Some Red Flags

Over the last few months we have had a rising stock market mainly driven by a reduction in risks of financial contagion in Europe and improving economic data in the US.

The main cause of improvement in Europe was due to the action taken by the ECB where they offered banks 3 year loans and also reduced the quality of the collateral they would take to secure the loans. The program called Long Term Refinancing Operation (LTRO) has allowed the banks to borrow around 1 trillion Euros. This has averted a liquidity crisis in Europe because banks had to roll over a lot of debt this year and they were having trouble raising money in the private credit markets. Now the banks have met their refinancing needs through the LTRO.

On the economic front the US economy is showing signs of improving.
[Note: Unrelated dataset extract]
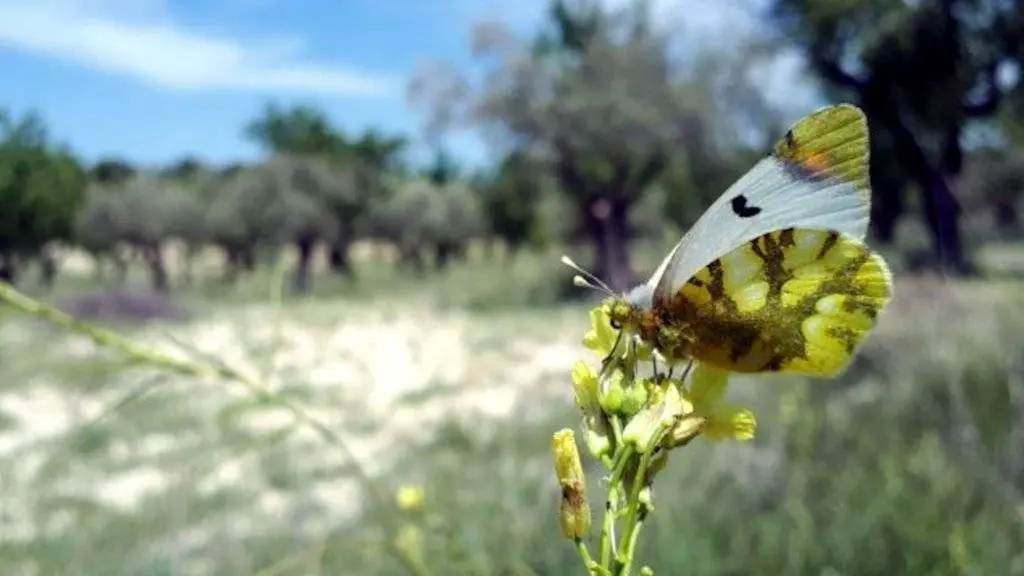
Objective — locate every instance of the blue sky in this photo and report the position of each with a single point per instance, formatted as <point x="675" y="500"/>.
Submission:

The jobs data has been coming in stronger than expected and the unemployment claims data has been hitting new lows not seen since 2008. Due to operation twist from the Fed we have also had no increase in yields which generally puts a damper on economic growth and the stock market.

Due to the reasons outlined above, risk assets like equities have done very well. This week though we have had two data points which are raising some red flags. One was that the Durable goods orders month over month came in quite worse than expected. They were down 4% for January and even ex-transportation (which is very volatile) they were down 3.2%. Expectations were for a flat reading. The main reason for the drop was that December was pretty good due to an expiry of tax credit, but still the drop was worse than expected. The other data point which was not good was the manufacturing ISM index which was released today morning and came in at 52.4, worse than the expectations of 54.6. Considering the good numbers coming from the employment front, one would have expected an acceleration in the economy but these numbers are sort of throwing water on those expectations. These numbers don’t point to a recession but they do lower expectations for a stronger recovery.